On Our Unholy Fear of Root Canals

People prefer cockroaches, colonoscopies—and even Congress—to root canals. Yet as dreaded as they are, 26% of us have had one or more, and 25 million of us get root canals every year.

I recently had one, when my #20 premolar recently died. In layperson parlance, it’s the tooth between the lower canine and the first molars. Before deciding how to handle the corpse, I thoroughly researched my options—which will be no surprise to those of you who know the obsessive me.

But before I get into that, let me extol the virtues of ibuprofen. I’ve never before taken it, and I’ll be happy never to take it again (just read the side effects). Yet what a wonder drug it is when you need something to kick pain’s butt—such as when you have a rotting tooth carcass embedded in your jaw.

And I’d like to give credit to progressive dentistry. I sat through an hour-and-a-half procedure so comfortably that I could have read a book. Well, that may be a slight exaggeration, but I easily spent the time daydreaming.

Okay, now onto the juicy stuff. My first recommendation is to avoid a root canal at all cost. It’s invasive and carries a number of risks (which you can explore elsewhere, as they go beyond the scope of this piece). Do everything you can to keep that tooth alive and the surrounding tissue healthy.

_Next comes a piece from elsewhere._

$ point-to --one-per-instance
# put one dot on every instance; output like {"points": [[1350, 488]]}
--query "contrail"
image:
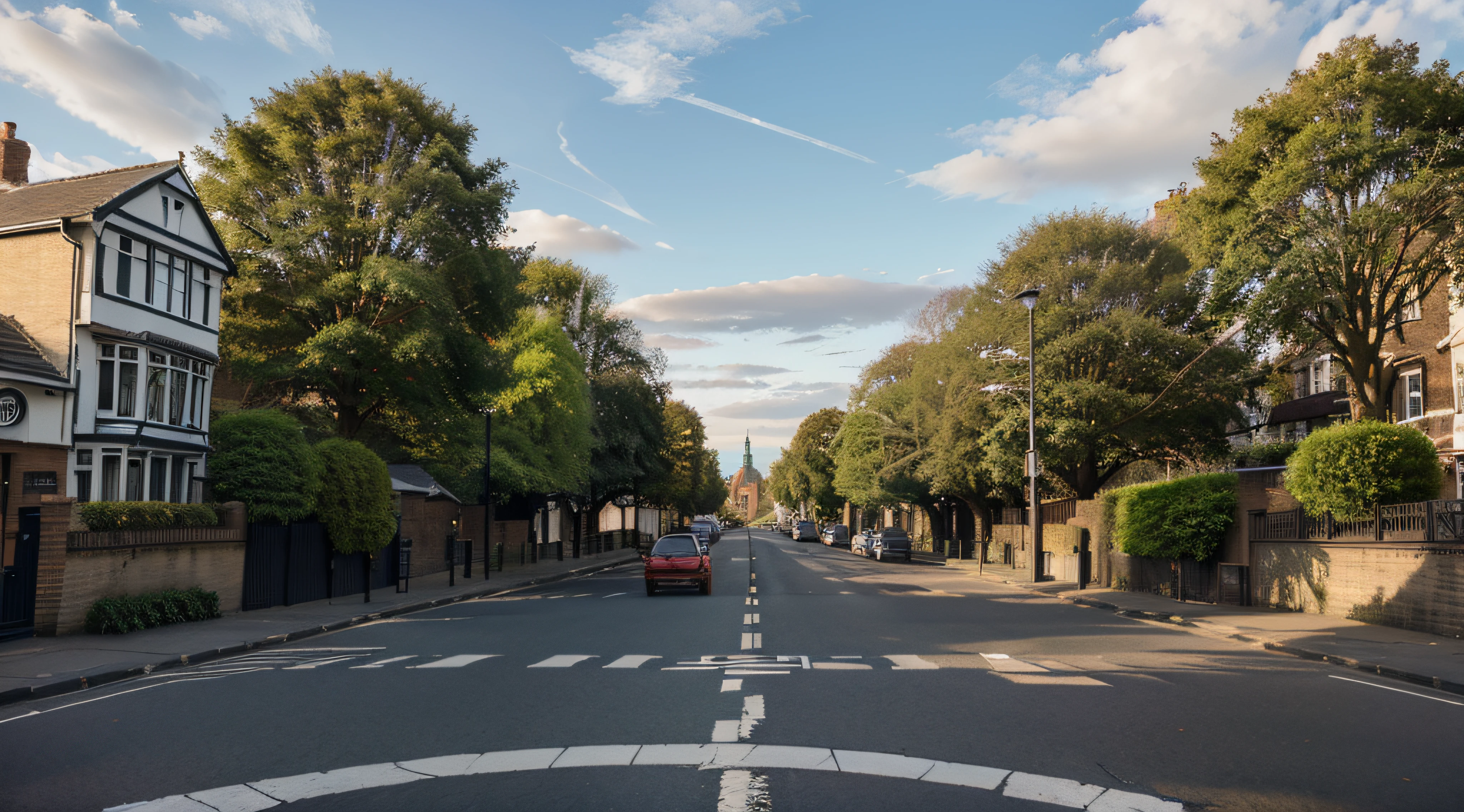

Yet once a tooth is dead, it’s dead. In nearly every case, it will rot out, and it might just take a chunk of your jaw along with it, not to mention poisoning your system. Here are what I found to be the most feasible options, along with their pros and cons:

  1. Pull the tooth. Works well in the short term, except for compromised chewing. Over time, adjacent teeth start to move and the opposite tooth can loosen.
  2. Removable partial. Can work well, depending on location in mouth, personal tolerance, and level of hygiene.
  3. Fixed bridge. Requires grinding the two adjacent teeth down to stubs in order to anchor the bridge that supports the floating replacement tooth. A high level of hygiene is essential.
  4. Implant. Done properly, this works well for many people. Yet it’s the most invasive option.
  5. Root canal. The least invasive if well executed; potentially dire consequences if not. The saving grace: if it fails, nos. 1- 4 are still options.The dangers of old-time root canals are well-known and documented. They are one of the primary reasons we have such fear and loathing of the procedure. Because of that, I was all the more amazed at how much my research had shown the root canal procedure to have evolved in recent years.

The first thing we need to know is that molars, with their multiple and sometimes forked roots, are the most difficult to operate on, which means they carry the greatest risk of failure. Second, we need a progressive practitioner, whether dentist or endodontist, who has depth of experience, good bedside manner, and the ability to articulate.

Here are the questions to ask him or her:

  • Do you use a slow-speed rather than a high-speed drill (to reduce
    cracking)?
    Do you use pro taper rotary files (which grind away less dentine)?
  • Can you execute the procedure through a small entry hole, rather
    than grinding off the top of the tooth (which requires a crown)?
  • Do you use a soft amalgam? (Hard amalgams cause cracking because they
    do not flex with the tooth.)
  • Will you check thoroughly for existing cracks in the enamel
    (bacterial entry routes)?
  • Do you meticulously clean all soft tissue from the canal (to prevent reinfection)?
  • Do you use a topical antibiotic throughout the procedure, and after
    the canal is cleaned out?

If you don’t settle for anything less than having these seven points met—and you have a skilled practitioner—you stand a very good chance of a root canal procedure that will allow you to keep your tooth for the rest of your life. That is, if you don’t forget your fluoride treatments. Just kidding!